If you put two pieces of wood together, they will hold much more than the total weight held by each separately. The whole is greater than the sum of its parts. One plus one equals three or more.”8 Drawing from his extensive wealth of hands-on knowledge, Henry Ford said, “Coming together is a beginning; keeping together is progress; working together is success.” Hellen Keller opined that “Alone we can do so little; together we can do so much.” And Michael Jordan posited that, “Talent wins games, but teamwork and intelligence win championships.”
Of all the commentators, Carlos Ghosn made the best attempt to describe the wider benefits of synergy and team work when he stated that, “synergies are not only about cost reduction. Synergies can be access to markets, exchange of products, avoiding overlaps, and exchange of best practices.” And Babara Max Hubbard allayed the fear of those who think synergy would result in the loss of individuality.
He rightly noted that, “Synergy does not mean giving up what we want. It means joining to co-create so each is able to receive ever more of what attracts us through joining rather than opposing.”
Luis E. Romero is another of the foremost thinkers on this subject. He brilliantly identified the factors that make synergy work. He said, “just as the numbers of protons, neutrons, and electrons define the potential for chemical synergy, the combination of common interests, common values, and complementary talents defines the potential for team synergy.”
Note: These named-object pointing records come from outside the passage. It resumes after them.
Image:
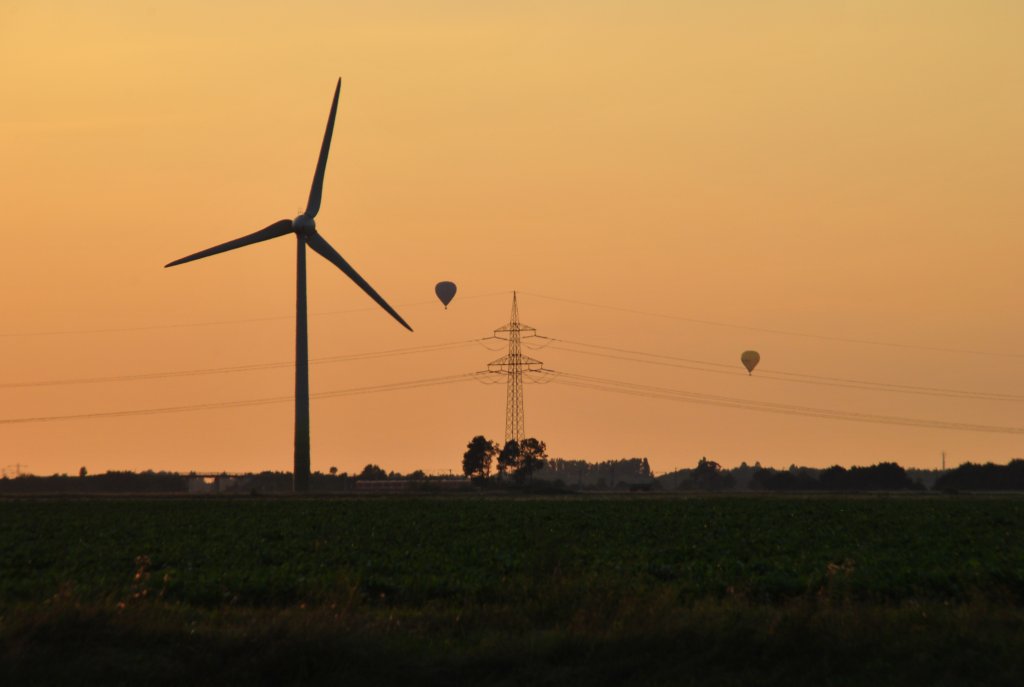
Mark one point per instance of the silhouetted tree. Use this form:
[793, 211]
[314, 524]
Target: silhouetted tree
[532, 454]
[476, 461]
[508, 460]
[372, 472]
[972, 476]
[708, 475]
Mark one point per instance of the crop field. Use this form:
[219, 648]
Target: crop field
[460, 590]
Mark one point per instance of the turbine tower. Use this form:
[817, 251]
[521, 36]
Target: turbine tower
[514, 365]
[304, 228]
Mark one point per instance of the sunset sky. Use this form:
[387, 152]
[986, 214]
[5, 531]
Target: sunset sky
[850, 170]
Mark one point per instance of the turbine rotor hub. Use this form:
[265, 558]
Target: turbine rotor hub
[304, 224]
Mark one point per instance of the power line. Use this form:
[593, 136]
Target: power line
[781, 376]
[655, 392]
[415, 384]
[512, 366]
[243, 368]
[806, 335]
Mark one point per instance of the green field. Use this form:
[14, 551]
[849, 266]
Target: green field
[642, 590]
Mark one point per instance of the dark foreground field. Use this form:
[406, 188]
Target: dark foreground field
[463, 591]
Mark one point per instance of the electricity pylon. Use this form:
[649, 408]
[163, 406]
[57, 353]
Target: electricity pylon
[513, 366]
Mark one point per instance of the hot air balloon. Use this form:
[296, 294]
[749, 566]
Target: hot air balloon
[445, 292]
[750, 358]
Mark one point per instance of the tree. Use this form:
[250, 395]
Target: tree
[476, 461]
[508, 460]
[372, 472]
[708, 475]
[532, 454]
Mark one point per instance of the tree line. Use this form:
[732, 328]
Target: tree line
[526, 462]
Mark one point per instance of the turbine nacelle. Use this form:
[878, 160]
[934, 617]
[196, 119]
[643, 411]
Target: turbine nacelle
[304, 224]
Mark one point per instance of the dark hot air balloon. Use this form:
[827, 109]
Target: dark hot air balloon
[750, 358]
[445, 292]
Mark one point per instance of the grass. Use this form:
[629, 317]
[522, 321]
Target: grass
[503, 591]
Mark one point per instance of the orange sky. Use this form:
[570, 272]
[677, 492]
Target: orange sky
[849, 169]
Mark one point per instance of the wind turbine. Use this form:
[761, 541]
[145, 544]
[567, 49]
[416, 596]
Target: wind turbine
[304, 228]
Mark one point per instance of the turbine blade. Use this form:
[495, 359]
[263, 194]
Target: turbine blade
[272, 231]
[312, 207]
[318, 244]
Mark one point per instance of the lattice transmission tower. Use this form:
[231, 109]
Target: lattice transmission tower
[513, 366]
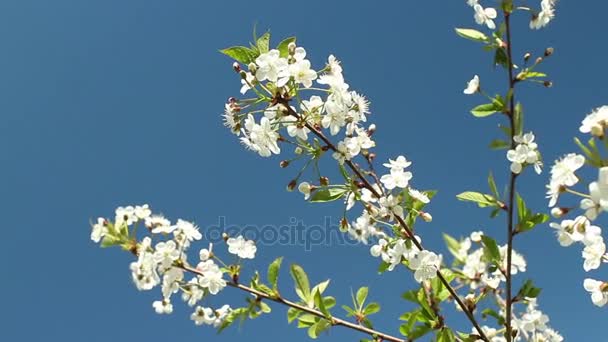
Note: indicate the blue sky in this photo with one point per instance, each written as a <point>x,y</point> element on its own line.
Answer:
<point>107,103</point>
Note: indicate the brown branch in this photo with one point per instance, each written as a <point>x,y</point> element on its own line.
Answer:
<point>513,178</point>
<point>406,229</point>
<point>334,321</point>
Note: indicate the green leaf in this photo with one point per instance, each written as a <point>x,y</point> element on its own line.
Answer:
<point>484,110</point>
<point>241,54</point>
<point>499,144</point>
<point>292,314</point>
<point>482,200</point>
<point>471,34</point>
<point>501,58</point>
<point>490,249</point>
<point>361,296</point>
<point>328,195</point>
<point>528,290</point>
<point>263,43</point>
<point>320,304</point>
<point>273,272</point>
<point>518,119</point>
<point>301,281</point>
<point>283,46</point>
<point>492,185</point>
<point>452,244</point>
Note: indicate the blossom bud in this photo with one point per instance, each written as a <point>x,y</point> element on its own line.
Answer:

Along with the earlier-advocated strategy of lean management and the other strategies to be considered in this training, I am confident that the Lagos State Civil Service will be on the path to being re-positioned for higher effectiveness and responsibilities. In the final analysis, we find that there is much to gain from pursuing these strategies and, in so doing, to build a Lagos State Civil Service that is always ready and prepared to fulfill higher responsibilities.